福原新コーチ 気付いて欲しい…自発的な意欲と意識の大切さ
ノックバットを持ちながら、鳴尾浜で練習を見守る。現役引退直後に2軍育成コーチを任され、就任から2週間が経過。指導にあたる姿も自然になじむ。阪神・福原忍コーチの中でも、育成への考えがはっきり見えてきた。
「まずは体作り、体力作りとかですね。若い選手が多いですし、そういう面で体を作るのが大事だと思う。その中で僕がやってきたこと、現役の時に感じたことを伝えられたらいいなと思います」
現役時代から選手にアドバイスすることが多かった。その中でも、今季は2軍生活が長く若手と接する機会が多かった。その経験が今後の指針にもなる。「本人たちはそう思ってないかもしれないけど、僕が見てて思ったのは『甘いよね』という。そんなんでいいの?と」。求めるのは、自発的に練習に取り組む意欲と意識だ。
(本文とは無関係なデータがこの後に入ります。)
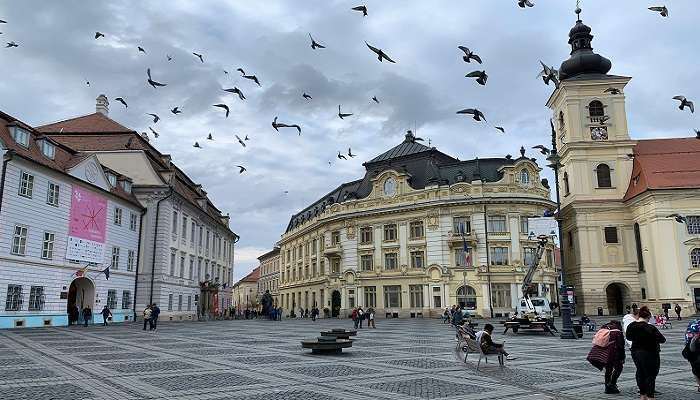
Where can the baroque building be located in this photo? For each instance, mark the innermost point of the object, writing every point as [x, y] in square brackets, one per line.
[620, 247]
[391, 240]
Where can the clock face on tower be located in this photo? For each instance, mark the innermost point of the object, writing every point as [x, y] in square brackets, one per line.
[599, 133]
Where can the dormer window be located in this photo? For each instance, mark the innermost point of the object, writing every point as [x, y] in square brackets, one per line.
[48, 149]
[21, 136]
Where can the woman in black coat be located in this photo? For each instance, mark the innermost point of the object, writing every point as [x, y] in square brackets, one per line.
[645, 340]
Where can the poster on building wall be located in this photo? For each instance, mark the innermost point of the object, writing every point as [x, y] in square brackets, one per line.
[87, 226]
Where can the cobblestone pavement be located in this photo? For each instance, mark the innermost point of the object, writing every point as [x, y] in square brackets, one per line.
[401, 359]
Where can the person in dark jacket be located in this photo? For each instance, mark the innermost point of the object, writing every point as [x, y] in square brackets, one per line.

「2軍で満足しているというか、もっとガツガツ1軍に上がりたいというのを出してもいいんじゃないかな。今年2軍にいてそういう部分を感じたので」
狭き門をくぐり抜けてプロ野球選手になった以上、現状に満足して欲しくない。「こっちから言うのは簡単だけど、まず選手が自分で何をすべきか、何をしたらいいかを考えて」。やらされるのではなく自分で動いて欲しい。それが厳しい世界で生き抜くすべとなる。
「全体練習が終わってからでも、自分が考えてやるのが大事なのでそうやって欲しい。気付いて欲しいけど、ある程度言うかもしれない。それじゃ上に上がれない、上がるためにどうすればいいか考えなさいと」
タテジマ一筋18年。福原コーチ自身がそうだった。「僕もいろいろ経験して感じたのは、みんなと同じことをやってたら同じ成長しかしない。(そういうことは)切羽詰まった時より、早いうちに知ってたら違うと思う」。若手に感じる甘さは、親心からくるものだ。
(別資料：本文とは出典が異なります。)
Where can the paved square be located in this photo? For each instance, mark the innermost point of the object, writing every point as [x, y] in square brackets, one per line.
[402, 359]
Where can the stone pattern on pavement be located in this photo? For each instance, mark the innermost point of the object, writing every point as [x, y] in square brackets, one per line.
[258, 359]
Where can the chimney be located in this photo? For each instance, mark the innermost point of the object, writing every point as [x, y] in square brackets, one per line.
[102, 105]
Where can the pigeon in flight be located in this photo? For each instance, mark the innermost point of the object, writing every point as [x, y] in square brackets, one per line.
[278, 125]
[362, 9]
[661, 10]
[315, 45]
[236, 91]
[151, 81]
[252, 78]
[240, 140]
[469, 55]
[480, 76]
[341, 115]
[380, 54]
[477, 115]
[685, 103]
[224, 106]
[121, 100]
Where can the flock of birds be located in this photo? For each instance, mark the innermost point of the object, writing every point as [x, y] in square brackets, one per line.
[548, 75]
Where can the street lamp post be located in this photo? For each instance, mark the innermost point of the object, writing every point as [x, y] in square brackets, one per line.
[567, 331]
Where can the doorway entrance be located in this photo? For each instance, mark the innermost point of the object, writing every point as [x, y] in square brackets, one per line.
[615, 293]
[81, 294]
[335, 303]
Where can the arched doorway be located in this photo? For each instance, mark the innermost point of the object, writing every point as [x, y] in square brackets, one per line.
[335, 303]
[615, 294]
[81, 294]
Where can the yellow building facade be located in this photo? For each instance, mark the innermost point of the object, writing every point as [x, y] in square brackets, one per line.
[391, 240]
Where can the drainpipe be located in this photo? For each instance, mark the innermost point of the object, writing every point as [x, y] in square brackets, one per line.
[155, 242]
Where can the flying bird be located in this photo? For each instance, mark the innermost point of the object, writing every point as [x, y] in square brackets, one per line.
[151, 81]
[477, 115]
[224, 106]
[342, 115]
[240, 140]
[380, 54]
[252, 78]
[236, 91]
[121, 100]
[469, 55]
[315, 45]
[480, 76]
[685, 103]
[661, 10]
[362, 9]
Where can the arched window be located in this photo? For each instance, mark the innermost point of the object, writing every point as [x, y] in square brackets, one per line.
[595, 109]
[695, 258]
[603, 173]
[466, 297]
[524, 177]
自分のために投げてきた現役時代。これからはより人のため、選手のために生きていく。時に厳しくなった口調も愛情の表れ。選手のアクションを待ち、時に自ら動いて選手に働きかける。その成果が見えてくるかどうか。目指すのはそこだ。
「(指導で伝える言葉も)難しいと思うので。人それぞれ性格があるので。勉強じゃないですけど選手と根気よく。(指導した選手が)おっ、変わったなとか感じて、投げるのが楽しくなったりしたら、ちょっと面白いと思う」。一人ではなく、選手との二人三脚。コーチとしてのやりがいであり目指すところは、そこにある。